Denuvo Analysis

User Experience and Platform Issues

  • Several users say Denuvo has made the experience worse for paying customers than for pirates, especially around installation, bans, and offline play.
  • Linux/Proton users report games that won’t launch, temporary bans when changing configurations or Proton prefixes, and always-online requirements.
  • Others counter that many Denuvo games “just work” for most users on supported OSes and hardware, and issues on Linux are framed as using an unsupported platform.

Performance Impact Debate

  • One side cites benchmarks showing significant FPS drops, worse 1% lows, longer load times, and noticeable hitching when Denuvo is enabled.
  • Another side points to tests where average FPS deltas are tiny and Denuvo checks run infrequently, arguing that complaints are exaggerated or conflated with generally poor AAA optimization.
  • There is agreement that if developers protect the wrong functions or put checks in hot paths, performance can suffer.

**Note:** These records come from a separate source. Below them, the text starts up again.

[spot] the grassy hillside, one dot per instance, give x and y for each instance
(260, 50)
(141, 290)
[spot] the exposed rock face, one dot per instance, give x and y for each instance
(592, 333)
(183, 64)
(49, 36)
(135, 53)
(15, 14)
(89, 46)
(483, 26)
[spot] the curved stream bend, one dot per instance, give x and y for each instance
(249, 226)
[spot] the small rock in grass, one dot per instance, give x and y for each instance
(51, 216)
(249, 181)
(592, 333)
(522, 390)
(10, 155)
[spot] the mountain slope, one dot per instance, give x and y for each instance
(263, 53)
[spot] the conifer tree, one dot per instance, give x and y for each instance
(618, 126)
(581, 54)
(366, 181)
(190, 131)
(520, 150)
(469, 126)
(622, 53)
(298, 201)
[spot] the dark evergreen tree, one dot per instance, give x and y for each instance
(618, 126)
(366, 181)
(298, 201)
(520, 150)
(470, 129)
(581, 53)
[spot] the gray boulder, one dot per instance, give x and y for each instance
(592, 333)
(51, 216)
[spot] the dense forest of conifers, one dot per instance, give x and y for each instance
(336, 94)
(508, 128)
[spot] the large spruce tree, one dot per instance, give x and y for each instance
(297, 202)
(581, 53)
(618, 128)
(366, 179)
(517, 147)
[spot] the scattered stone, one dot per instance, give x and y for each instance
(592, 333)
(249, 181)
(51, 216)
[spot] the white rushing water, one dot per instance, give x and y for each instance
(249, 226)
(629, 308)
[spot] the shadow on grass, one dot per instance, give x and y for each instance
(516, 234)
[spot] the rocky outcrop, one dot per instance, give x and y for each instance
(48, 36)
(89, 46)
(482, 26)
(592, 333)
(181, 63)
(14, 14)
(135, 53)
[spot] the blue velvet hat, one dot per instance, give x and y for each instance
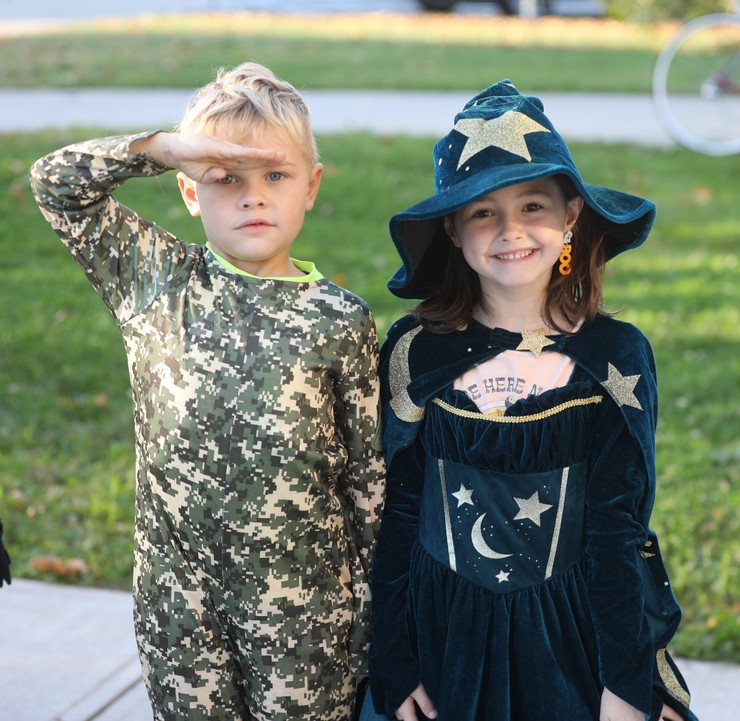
(499, 139)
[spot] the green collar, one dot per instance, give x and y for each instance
(307, 267)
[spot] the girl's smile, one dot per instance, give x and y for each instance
(512, 237)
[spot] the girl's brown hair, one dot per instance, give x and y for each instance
(574, 298)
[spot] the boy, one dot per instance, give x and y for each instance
(255, 395)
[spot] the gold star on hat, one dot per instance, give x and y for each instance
(535, 341)
(507, 132)
(622, 388)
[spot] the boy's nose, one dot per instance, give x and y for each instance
(251, 197)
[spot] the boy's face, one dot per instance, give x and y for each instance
(253, 215)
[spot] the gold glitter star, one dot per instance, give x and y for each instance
(507, 132)
(464, 495)
(622, 388)
(531, 509)
(534, 340)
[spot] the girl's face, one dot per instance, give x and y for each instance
(512, 237)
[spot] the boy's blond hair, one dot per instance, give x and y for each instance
(249, 98)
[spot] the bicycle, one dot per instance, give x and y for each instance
(696, 84)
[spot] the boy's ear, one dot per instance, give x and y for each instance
(314, 182)
(189, 193)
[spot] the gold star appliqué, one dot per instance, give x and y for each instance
(622, 388)
(531, 509)
(535, 341)
(507, 132)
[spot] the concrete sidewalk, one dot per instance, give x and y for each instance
(584, 117)
(68, 654)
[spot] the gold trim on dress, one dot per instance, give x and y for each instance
(670, 680)
(497, 416)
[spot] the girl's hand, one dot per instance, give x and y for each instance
(668, 714)
(614, 708)
(203, 158)
(407, 712)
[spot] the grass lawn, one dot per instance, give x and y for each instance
(66, 443)
(425, 52)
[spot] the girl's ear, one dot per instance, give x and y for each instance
(573, 210)
(189, 193)
(450, 230)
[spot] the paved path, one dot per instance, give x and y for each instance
(602, 117)
(68, 654)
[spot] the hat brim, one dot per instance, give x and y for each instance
(420, 237)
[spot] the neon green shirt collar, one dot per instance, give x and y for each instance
(305, 266)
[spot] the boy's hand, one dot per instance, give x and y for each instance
(203, 158)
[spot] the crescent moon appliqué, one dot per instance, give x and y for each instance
(479, 543)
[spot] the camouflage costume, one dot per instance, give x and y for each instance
(258, 492)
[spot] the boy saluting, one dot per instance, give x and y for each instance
(255, 403)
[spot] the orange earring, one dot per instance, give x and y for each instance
(566, 254)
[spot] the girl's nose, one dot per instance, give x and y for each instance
(509, 228)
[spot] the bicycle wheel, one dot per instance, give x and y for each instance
(696, 85)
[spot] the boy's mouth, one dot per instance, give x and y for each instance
(254, 223)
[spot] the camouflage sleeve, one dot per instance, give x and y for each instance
(363, 485)
(127, 259)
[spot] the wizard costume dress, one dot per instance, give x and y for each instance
(516, 575)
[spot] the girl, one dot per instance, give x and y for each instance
(516, 577)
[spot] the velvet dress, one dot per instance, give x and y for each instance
(515, 574)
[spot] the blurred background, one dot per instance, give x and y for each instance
(66, 441)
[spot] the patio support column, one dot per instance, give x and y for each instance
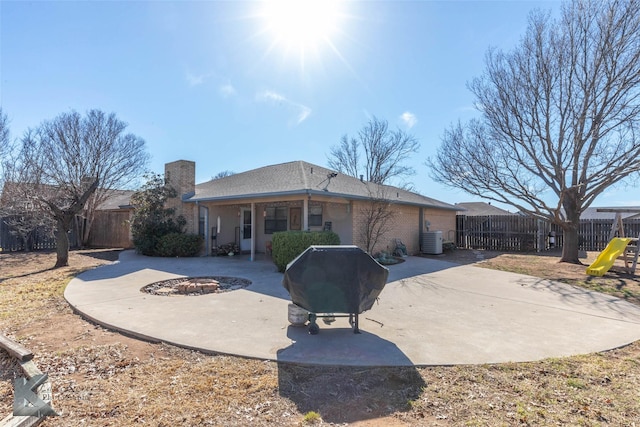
(305, 214)
(253, 231)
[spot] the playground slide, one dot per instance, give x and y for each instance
(605, 260)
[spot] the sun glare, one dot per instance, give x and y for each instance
(302, 25)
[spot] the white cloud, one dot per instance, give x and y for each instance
(409, 119)
(227, 90)
(301, 111)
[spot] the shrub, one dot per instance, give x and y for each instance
(287, 245)
(179, 245)
(151, 220)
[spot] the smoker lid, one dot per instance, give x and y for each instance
(335, 279)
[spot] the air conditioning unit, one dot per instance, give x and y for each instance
(432, 242)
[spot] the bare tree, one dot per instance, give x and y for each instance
(5, 143)
(377, 217)
(559, 116)
(70, 164)
(378, 153)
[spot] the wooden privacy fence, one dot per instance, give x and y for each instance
(110, 229)
(40, 238)
(523, 233)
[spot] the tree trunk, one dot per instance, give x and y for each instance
(570, 229)
(62, 244)
(570, 247)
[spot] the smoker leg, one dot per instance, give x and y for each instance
(313, 326)
(353, 320)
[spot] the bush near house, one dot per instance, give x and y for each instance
(287, 245)
(179, 245)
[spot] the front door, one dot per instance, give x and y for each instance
(245, 230)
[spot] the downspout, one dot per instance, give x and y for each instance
(253, 231)
(305, 212)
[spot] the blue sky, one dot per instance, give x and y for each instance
(222, 83)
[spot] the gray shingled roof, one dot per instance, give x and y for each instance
(481, 209)
(119, 199)
(592, 213)
(302, 178)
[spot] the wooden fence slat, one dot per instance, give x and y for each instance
(522, 233)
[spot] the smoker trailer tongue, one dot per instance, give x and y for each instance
(326, 280)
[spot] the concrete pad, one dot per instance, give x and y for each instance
(430, 313)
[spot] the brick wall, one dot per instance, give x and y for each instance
(403, 225)
(181, 175)
(442, 220)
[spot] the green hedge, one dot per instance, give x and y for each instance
(179, 245)
(287, 245)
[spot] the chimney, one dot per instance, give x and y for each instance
(181, 176)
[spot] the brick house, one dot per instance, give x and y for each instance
(247, 208)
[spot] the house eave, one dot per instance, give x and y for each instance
(309, 192)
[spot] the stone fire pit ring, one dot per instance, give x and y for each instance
(195, 286)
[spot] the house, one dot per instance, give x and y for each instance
(247, 208)
(609, 213)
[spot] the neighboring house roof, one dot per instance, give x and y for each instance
(481, 209)
(592, 213)
(302, 178)
(119, 199)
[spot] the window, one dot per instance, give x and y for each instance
(275, 220)
(315, 216)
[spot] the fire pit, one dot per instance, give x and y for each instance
(334, 281)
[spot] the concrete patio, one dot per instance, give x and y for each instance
(430, 313)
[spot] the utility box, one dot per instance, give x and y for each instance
(432, 242)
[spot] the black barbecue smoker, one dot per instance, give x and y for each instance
(334, 281)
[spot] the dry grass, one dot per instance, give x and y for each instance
(101, 378)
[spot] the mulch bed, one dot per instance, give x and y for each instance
(194, 286)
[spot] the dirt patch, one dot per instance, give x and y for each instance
(102, 378)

Effectiveness and Cracking Ecosystem

  • Consensus: Denuvo is highly effective at delaying piracy, especially near launch; many recent versions remain uncracked.
  • Others note numerous Denuvo-protected games that have been cracked, often after months or after publishers remove Denuvo.
  • Discussion highlights that cracking is possible in principle but often not worth the huge time investment given that protection is usually temporary.

DRM Ethics, Economics, and “Optimal Piracy”

  • Critics: DRM punishes legitimate buyers, invades users’ machines, harms preservation, and treats customers as presumed criminals.
  • Supporters: creators have the right to protect revenue; some piracy is tolerable but reducing it helps fund future games.
  • A recurring idea: the “optimal” level of piracy is non-zero, and the best anti-piracy is convenience and fair pricing (e.g., Steam’s model).

Longevity, Preservation, and Subscription Model

  • Denuvo is usually licensed as a subscription; many publishers remove it after the initial sales window to save costs and avoid long-term breakage.
  • This is seen by some as a reasonable compromise (strong launch protection, later archival viability) and by others as still ethically unacceptable.

Technical and RE Discussion

  • Commenters dig into Denuvo’s use of VM-based obfuscation, “stolen” constants/instructions provided by a server, heavy use of MBA (mixed Boolean/arithmetic) obfuscation, and UD2/exception tricks.
  • Tools and LLVM passes (e.g., SiMBA, Gamba, related projects) are mentioned as ways to simplify MBAs, with notes that Denuvo itself has released some of these, implying it has more advanced techniques internally.

Indies, Alternatives, and Consumer Response

  • Some avoid any Denuvo games and buy only DRM-free titles (GOG, itch.io) or older/indie games.
  • Others argue DRM for indies is counterproductive, as piracy can act as marketing and word-of-mouth.
  • A number of participants simply “vote with their wallet” and treat Denuvo as a deal-breaker.